Mais la rencontre avec Sho, un enfant malade venu se reposer dans la maison de sa grand-mère, celle où vivent cachés les Chapardeurs, vient contre-balancer un peu cette légèreté. Une amitié impossible naît entre lui et la petite Arrietty. Une amitié ou un amour ? Cela reste assez ambigüe, subtil, plein de non-dits. Sho fera tout pour se rapprocher des petits êtres, et les aider, mais de ses bonnes intentions naîtront des évènements qui mettront la famille en péril.

Mais malgré ce péril, le film ne s'affole jamais. Il préfère se concentrer sur la coopération entre Arrietty et Sho de manière presque passive, contemplative. Une grande émotion s'en trouve véhiculée. Le film cultive d'ailleurs les moments de stase, de latence ; le personnage de Sho, malade du coeur, est un corps de la mobilité réduite. On le retrouve souvent allongé dans l'herbe, ou couché dans son lit. Il ne peut pas aller trop loin à pied, il est limité, tout comme le personnage d'Arrietty qui doit prendre soin de ne pas se faire voir, et qui doit éviter les excursions dangereuses. C'est dans le cadre de l'analogie de leurs limites que ces deux êtres fragiles s'identifieront l'un à l'autre.

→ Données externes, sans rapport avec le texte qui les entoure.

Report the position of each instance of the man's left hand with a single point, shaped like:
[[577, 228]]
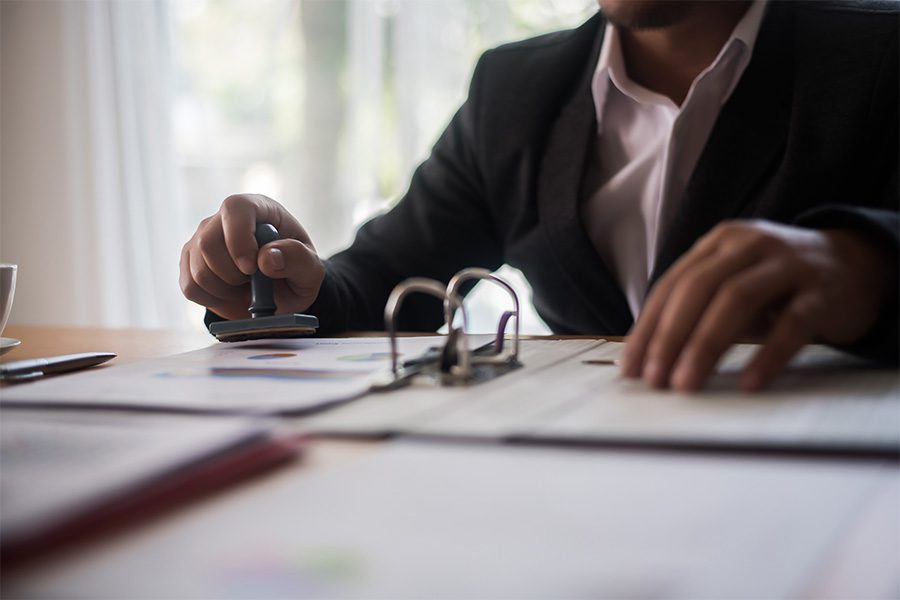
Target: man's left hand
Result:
[[793, 286]]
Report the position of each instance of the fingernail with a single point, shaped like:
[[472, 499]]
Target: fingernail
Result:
[[684, 379], [653, 373], [247, 265], [276, 258], [751, 382]]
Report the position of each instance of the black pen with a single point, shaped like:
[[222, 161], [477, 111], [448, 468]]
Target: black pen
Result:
[[21, 370]]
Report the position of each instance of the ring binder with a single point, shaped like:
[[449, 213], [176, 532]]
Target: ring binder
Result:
[[455, 363]]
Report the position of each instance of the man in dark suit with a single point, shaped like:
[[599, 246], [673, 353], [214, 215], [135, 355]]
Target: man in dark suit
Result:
[[721, 169]]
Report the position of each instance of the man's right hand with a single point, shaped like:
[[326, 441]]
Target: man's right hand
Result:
[[218, 260]]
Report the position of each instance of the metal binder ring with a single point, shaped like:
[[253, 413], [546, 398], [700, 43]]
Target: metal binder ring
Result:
[[436, 289], [476, 273]]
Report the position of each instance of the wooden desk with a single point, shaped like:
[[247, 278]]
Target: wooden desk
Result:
[[861, 561]]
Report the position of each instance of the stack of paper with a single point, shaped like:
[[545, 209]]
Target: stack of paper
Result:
[[268, 376], [826, 402]]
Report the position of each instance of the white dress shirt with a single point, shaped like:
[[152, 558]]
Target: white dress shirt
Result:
[[646, 150]]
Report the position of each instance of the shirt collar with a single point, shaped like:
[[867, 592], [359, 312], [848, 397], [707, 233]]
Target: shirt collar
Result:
[[611, 65]]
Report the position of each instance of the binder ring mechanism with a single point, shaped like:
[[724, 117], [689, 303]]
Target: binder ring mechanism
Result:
[[456, 363]]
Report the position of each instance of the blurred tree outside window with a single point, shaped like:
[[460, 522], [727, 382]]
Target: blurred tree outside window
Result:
[[329, 105]]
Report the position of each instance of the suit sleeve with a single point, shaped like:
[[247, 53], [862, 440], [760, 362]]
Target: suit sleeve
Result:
[[441, 225], [878, 219]]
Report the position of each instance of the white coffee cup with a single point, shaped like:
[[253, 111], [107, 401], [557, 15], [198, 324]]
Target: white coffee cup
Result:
[[7, 291]]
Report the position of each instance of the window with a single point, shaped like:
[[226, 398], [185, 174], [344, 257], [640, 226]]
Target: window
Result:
[[328, 105]]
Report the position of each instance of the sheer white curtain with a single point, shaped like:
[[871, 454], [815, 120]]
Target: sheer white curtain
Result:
[[88, 203]]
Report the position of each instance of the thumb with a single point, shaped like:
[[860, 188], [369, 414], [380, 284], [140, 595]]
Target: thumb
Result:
[[296, 264]]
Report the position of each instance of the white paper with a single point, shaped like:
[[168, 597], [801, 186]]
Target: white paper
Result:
[[248, 377], [455, 521], [827, 401]]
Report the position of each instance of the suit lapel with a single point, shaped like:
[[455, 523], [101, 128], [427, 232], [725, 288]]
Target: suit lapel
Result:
[[748, 137], [559, 188]]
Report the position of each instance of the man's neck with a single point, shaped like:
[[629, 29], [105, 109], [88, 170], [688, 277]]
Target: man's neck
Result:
[[666, 60]]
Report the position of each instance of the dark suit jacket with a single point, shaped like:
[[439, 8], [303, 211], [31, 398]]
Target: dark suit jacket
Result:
[[809, 136]]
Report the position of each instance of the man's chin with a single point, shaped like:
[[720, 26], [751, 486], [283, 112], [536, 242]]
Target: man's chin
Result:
[[645, 14]]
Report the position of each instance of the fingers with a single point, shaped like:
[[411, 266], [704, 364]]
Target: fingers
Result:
[[634, 355], [200, 285], [297, 270], [792, 330], [212, 249], [729, 315], [686, 304], [737, 277], [240, 214]]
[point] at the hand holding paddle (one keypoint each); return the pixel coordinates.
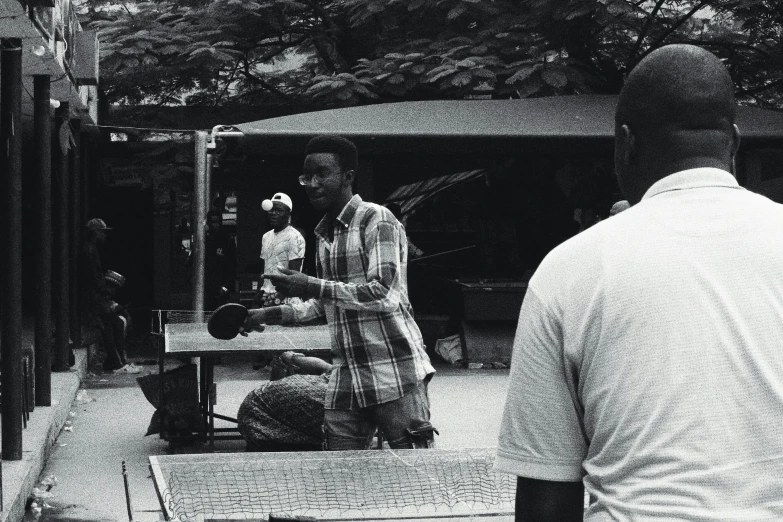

Contre ces moments de stases qui tendent à rapprocher les protagonistes, le film fait ressortir le grand mouvement souterrain du monde. A travers Arrietty, corps de l'énergie à dépenser, celle de la fougue de la jeunesse, corps vecteur qui se fait le relais de ce mouvement, nous découvrons les balancements de la nature, des êtres qui l'habitent, les mouvements des feuilles sous le vent, des insectes sous la pluie, de tout ce qui se meut avec une force et une vitalité invisibles pour les humains.

Les adieux, dans leur simplicité et leur formalité, sont déchirants. C'est ça, Arrietty, l'impression d'une poésie prégnante et enchanteresse qui part d'une simplicité assumée. Un pas grand-chose, des petits détails, qui portent une rencontre d'une impossibilité bouleversante. Comme avec chihiro ou Mononoké, on sort du film un peu mélancolique. Il est tellement facile de s'attacher à des personnages animés, lorsqu'ils sont si bien animés.
Arrietty nous fait découvrir son petit univers, mais doit redécouvrir le monde, ses merveilles, finissant ainsi sur un même statut de spectateur que nous, tout comme Sho qui découvrait l'existence des Chapardeurs. S'émerveiller du monde qui nous entoure, c'est encore le meilleur moyen de combattre la fatalité du destin.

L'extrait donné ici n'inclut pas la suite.